Abstract
Tip-dating methods are becoming popular alternatives to traditional node calibration approaches for building time-scaled phylogenetic trees, but questions remain about their application to empirical datasets. We compared the performance of the most popular methods against a dated tree of fossil Canidae derived from previously published monographs. Using a canid morphology dataset, we performed tip-dating using BEAST v. 2.1.3 and MrBayes v. 3.2.5. We find that for key nodes (Canis, approx. 3.2 Ma, Caninae approx. 11.7 Ma) a non-mechanistic model using a uniform tree prior produces estimates that are unrealistically old (27.5, 38.9 Ma). Mechanistic models (incorporating lineage birth, death and sampling rates) estimate ages that are closely in line with prior research. We provide a discussion of these two families of models (mechanistic versus non-mechanistic) and their applicability to fossil datasets.

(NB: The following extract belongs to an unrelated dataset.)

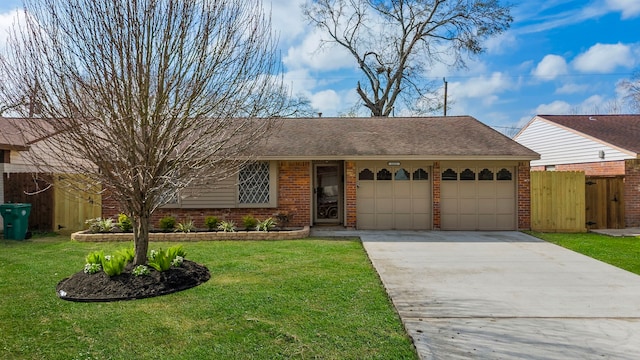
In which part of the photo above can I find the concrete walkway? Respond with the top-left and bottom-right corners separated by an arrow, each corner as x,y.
311,229 -> 640,359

Keywords: tip-dating, total evidence dating, Canidae, MrBayes, BEASTmasteR, uniform tree prior
1. Introduction
‘Tip-dating’ methods allow for fossils to be incorporated as terminal taxa in divergence dating analysis. These methods require a tree model that allows non-contemporaneous tips. These models can be categorized broadly into two types: mechanistic models where trees are a function of parametrized speciation, extinction and sampling processes, termed birth–death–serial–sampling (BDSS; [1]) or fossilized birth–death (FBD; [2]) models, and the non-mechanistic uniform, prior on trees and node ages [3], which does not have parameters for the rates of these processes. BDSS/FBD models can allow or disallow sampled ancestors (SAs; [4,5]). Importantly, tip-dating methods allow researchers to avoid relying on node calibrations. While node calibration approaches are valuable, they are subject to a number of well-known criticisms [2,3,6–8] such as subjectivity and incomplete use of information. Node calibration also weakens inferential capacity by requiring a priori constraint of dates that researchers would prefer to infer.

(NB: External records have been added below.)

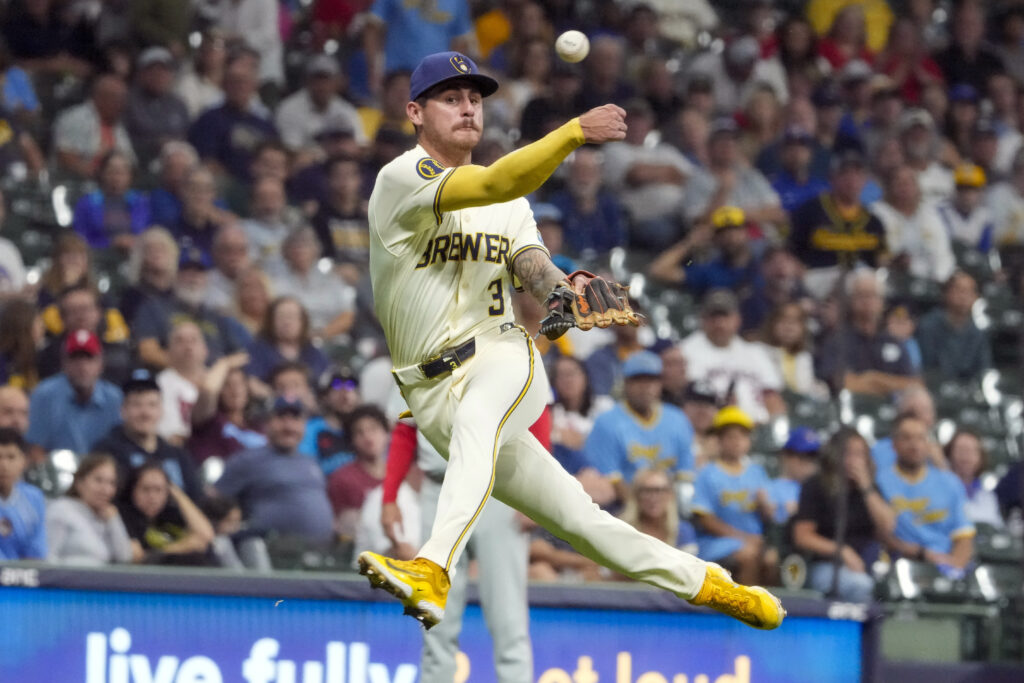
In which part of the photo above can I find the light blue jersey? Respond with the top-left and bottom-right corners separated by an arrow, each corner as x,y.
692,459 -> 770,561
370,0 -> 473,72
877,465 -> 975,554
871,437 -> 896,471
0,481 -> 46,560
583,402 -> 695,483
768,477 -> 801,524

As a result of these analytical advantages, tip-dating methods are becoming popular. However, some studies using these approaches on empirical datasets have reached negative conclusions about the plausibility of inferred dates (references in the electronic supplementary material). While tip-dating methods have been validated against simulations, it is debatable to what extent the manufactured histories are comparable to the complexity of real evolutionary histories [9]. For empirical work, it can be difficult to tell if problematic inferences in a particular study are because of to the data, the methods, human error or a combination of the three.

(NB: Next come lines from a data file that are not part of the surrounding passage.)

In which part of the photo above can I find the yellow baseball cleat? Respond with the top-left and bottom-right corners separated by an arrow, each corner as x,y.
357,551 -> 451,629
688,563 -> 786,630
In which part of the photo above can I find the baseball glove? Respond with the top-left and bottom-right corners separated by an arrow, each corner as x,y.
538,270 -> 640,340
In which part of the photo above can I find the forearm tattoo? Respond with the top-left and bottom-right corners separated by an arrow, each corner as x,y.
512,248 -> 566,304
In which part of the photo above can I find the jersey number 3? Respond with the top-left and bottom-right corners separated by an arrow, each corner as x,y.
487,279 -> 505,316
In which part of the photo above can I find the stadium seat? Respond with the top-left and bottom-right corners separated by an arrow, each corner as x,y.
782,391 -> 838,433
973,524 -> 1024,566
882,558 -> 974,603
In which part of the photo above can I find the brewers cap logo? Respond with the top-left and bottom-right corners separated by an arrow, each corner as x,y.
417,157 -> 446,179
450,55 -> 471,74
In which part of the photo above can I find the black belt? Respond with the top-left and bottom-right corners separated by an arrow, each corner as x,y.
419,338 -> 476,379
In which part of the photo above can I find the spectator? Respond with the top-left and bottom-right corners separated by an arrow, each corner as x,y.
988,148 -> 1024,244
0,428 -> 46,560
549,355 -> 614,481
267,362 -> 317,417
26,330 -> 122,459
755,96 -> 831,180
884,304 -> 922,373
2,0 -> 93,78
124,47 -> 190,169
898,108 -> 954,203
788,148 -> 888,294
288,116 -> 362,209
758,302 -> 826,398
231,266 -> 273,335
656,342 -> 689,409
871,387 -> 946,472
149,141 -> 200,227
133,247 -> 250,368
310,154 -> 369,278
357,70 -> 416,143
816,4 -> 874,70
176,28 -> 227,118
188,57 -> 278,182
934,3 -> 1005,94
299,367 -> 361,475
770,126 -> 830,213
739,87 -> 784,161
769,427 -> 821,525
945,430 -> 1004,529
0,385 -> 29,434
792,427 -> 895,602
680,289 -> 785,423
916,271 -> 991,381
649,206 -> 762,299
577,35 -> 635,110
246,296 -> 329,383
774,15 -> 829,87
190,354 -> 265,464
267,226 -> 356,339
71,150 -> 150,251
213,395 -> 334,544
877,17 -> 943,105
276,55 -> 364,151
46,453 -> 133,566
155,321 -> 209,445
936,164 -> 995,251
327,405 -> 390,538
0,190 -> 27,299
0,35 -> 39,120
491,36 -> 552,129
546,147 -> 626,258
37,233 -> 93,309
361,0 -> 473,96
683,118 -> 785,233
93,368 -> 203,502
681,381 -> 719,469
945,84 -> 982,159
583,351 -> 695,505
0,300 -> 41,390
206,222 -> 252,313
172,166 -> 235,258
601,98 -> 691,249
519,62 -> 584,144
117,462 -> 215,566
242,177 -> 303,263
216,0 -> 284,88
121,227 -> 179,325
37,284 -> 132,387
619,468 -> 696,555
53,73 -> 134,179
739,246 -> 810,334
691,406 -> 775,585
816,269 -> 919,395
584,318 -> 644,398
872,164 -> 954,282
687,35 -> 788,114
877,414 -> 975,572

It may therefore be useful to compare tip-dating inferences on a high-quality empirical dataset, one where the fossil record strongly corroborates key divergence times without Bayesian computational methods. An ideal dataset would also avoid difficulties found in classic dating questions such as the origin of angiosperms, placental mammals, crown birds and the Cambrian phyla (table 1). Suitable fossil datasets are rare, but one for which a strong argument (table 1) can be made is the fossil Canidae (dog family; [11]). Monographs on the three Canidae subfamilies Hesperocyoninae [12], Borophaginae [13] and Caninae [14] combined cladistic analysis of discrete characters with expert knowledge of stratigraphy and continuous characters to produce species-level phylogenies dated to approximately 1–2 myr resolution. We use Canidae to compare date estimates made under mechanistic (BDSS/FBD) and non-mechanistic (uniform tree prior) models to expert opinion. We conclude that reasonable date estimation requires an appropriate choice of tree prior, which may vary by palaeontological dataset.
Table 1.
clade features that make tip-dating challenging | example clades with challenges | canidae |
---|---|---|
clade evolved into widely disparate niches | angiosperms, mammals; hominids (forest versus savannah habitats) | clade in about the same ecological niche (carnivore) |
clade spans a mass extinction and post-extinction diversification | mammals, birds | approximately constant macroevolutionary regime |
clade has a massive worldwide radiation, and/or biogeographic history in region with weaker fossil availability (e.g. Australia) | angiosperms, mammals, birds, Australian marsupials | mostly endemic to a single region (North America) for most of Canidae history |
fossils have few characters | angiosperms (pollen), bivalves | canid fossils have many characters (100+), although more desired owing to the number of extant/fossil taxa (160+) |
fossils episodic or scarce near possible clade origin | placentals, angiosperms, Cambrian arthropods | fossils preserved continuously throughout clade history (40–0 Ma) |
morphological evolution affecting preservability | angiosperms (woody versus herbaceous); Cambrian phyla (soft versus hard parts; body size) | approximately constant preservability |
likely changes in molecular/morphological rate (owing to major changes in body size, population size, growth rate, etc.) | angiosperms (woody versus herbaceous, annuals versus perennials) | moderate change |
available coded fossils represent only a small proportion of total known diversity | e.g. O'Leary et al. [10] placental dataset | coded fossil diversity greatly exceeds extant diversity |
2. Methods
(a). Data
The ‘expert tree’ was digitized from the monographs of Wang & Tedford [12–14] using TreeRogue [15], with judgement calls resolved in favour of preserving the authors' depiction of divergence times (electronic supplementary material). Morphological characters and dates came from Slater [16,17].
(b). Tip-dating analyses
MrBayes analyses were conducted by modification of Slater's commands file. Fifty-eight variants of MrBayes analyses were constructed to investigate several issues noted in the interaction of MrBayes versions and documentation, and Slater's commands file (electronic supplementary material, appendix 1).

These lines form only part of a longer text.